On to the next problem: iPXE doesn't like my root-path from the dhcp server...

Actually it is neither.

What needs to happen if a `ifconfig tap1 up` before every qemu start. Then I get the reply packets.

cracauer@ · Tuesday at 3:03 PM

And although this trick makes the tap interface in the bridge work for running inside qemu it does not make it work for running inside bhyve. Sigh.

MG · 2026-02-21T19:22:03+0000

cracauer@ said:
Actually it is neither.

What needs to happen if a `ifconfig tap1 up` before every qemu start. Then I get the reply packets.

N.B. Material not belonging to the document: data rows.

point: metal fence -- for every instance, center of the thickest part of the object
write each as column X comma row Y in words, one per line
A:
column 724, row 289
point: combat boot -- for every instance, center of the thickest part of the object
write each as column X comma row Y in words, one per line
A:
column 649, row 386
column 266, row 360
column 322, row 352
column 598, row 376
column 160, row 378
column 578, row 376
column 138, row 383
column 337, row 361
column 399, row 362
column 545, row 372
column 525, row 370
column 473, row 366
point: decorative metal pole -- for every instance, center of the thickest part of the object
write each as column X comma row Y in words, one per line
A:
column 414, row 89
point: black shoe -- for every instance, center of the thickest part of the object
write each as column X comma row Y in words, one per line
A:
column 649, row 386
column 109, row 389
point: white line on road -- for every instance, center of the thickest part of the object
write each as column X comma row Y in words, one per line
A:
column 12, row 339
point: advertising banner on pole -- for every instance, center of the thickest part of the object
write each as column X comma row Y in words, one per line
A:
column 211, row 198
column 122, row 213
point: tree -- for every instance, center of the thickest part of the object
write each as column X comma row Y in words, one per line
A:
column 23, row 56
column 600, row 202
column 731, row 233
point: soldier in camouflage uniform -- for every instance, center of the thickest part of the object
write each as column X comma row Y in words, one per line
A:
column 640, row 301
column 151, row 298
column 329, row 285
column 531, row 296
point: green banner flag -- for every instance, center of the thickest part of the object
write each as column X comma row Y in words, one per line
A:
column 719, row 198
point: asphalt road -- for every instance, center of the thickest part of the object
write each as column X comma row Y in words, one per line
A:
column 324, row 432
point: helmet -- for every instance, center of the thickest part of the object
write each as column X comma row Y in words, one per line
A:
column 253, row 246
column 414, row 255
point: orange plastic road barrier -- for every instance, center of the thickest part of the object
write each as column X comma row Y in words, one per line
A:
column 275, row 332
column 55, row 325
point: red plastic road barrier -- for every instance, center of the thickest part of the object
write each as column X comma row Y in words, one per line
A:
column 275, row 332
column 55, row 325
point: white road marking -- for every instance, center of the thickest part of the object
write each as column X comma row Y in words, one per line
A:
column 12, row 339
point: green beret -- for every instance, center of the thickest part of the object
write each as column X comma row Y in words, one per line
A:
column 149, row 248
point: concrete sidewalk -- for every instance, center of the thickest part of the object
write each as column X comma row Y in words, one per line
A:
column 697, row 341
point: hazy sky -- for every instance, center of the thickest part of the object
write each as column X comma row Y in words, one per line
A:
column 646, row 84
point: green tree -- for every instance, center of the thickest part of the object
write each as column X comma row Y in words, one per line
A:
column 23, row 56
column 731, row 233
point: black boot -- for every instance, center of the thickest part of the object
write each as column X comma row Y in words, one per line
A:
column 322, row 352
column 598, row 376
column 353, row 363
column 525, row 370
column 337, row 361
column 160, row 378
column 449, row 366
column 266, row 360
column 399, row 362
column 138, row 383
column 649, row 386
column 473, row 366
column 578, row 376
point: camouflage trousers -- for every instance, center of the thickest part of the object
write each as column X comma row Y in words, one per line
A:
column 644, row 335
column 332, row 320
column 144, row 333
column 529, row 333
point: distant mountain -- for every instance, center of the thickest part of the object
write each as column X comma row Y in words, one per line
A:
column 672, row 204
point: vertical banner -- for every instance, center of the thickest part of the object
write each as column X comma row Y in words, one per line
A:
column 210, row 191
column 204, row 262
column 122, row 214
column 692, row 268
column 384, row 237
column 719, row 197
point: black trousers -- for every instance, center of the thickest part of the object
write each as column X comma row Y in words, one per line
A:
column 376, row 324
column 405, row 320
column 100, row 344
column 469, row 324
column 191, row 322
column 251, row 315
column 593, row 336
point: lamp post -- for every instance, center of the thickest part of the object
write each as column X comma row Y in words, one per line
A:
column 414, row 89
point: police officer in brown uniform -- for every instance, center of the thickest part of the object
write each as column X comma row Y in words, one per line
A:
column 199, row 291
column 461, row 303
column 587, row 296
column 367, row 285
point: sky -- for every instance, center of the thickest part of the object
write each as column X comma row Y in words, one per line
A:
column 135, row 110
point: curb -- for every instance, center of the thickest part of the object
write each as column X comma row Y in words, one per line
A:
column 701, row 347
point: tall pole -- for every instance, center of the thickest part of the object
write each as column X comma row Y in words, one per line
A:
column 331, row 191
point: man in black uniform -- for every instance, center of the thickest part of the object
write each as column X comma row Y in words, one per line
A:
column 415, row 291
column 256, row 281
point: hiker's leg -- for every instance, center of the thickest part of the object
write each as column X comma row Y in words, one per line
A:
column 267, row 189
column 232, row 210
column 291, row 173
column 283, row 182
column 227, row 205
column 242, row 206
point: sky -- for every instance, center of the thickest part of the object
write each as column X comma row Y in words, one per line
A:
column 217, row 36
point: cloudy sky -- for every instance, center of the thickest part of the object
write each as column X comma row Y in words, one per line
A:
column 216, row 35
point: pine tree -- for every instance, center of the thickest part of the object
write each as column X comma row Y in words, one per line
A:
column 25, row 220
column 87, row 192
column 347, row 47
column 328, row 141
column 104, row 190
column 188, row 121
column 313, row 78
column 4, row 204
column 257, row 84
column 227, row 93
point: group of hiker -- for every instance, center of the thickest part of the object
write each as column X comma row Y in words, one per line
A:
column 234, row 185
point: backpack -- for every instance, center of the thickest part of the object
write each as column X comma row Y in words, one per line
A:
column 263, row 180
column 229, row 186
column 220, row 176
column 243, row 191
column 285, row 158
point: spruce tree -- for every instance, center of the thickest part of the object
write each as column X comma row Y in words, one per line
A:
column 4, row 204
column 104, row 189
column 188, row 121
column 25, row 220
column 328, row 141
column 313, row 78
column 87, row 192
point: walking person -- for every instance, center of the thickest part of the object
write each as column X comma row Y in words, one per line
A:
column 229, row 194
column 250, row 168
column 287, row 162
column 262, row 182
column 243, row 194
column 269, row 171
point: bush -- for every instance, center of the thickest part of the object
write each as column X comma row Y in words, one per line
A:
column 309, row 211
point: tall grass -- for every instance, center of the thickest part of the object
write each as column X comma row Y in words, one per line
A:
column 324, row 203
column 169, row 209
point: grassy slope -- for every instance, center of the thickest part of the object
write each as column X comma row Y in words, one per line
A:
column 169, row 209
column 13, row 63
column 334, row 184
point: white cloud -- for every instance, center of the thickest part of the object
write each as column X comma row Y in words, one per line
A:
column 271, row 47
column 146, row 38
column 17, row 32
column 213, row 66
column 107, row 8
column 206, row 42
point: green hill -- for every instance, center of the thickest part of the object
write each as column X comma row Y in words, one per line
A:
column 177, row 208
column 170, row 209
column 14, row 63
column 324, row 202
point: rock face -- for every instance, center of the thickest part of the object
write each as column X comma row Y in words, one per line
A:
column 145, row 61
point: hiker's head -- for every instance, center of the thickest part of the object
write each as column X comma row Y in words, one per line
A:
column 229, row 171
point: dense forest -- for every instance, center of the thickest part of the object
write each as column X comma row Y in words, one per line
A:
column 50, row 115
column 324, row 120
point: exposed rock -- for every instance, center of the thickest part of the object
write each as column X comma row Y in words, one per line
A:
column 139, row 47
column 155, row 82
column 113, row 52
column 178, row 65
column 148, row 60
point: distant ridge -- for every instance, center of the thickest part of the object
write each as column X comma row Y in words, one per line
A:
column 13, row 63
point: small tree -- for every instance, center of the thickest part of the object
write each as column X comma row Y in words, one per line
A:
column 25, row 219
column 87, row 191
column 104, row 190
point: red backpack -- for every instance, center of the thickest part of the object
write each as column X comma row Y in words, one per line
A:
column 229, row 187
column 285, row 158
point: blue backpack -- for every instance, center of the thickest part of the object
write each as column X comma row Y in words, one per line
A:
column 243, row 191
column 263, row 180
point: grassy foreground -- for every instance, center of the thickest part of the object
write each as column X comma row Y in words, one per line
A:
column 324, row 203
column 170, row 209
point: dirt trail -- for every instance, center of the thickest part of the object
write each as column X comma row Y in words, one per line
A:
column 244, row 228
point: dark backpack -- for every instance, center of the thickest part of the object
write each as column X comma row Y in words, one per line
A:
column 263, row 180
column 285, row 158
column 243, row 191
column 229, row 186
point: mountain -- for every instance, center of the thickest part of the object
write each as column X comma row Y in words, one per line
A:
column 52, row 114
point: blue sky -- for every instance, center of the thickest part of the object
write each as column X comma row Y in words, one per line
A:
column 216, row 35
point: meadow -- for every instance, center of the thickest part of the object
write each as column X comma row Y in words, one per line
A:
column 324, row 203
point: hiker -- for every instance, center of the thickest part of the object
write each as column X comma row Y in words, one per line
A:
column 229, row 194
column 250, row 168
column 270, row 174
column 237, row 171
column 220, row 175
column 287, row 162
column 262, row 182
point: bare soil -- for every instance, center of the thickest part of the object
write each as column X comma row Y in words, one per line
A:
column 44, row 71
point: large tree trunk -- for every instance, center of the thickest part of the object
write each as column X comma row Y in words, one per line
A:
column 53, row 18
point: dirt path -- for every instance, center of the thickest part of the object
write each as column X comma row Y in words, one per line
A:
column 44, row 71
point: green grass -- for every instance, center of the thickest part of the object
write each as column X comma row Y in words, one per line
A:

I had a struggle with this. The ifup/ifdown was probably docoumented somewhere for an earlier qemu version. That script was extreme "make it work first" approach. It has been unreliable for some time. I remember a situation where 2 emulated network nodes had to be pinging eachother on the background to be visible.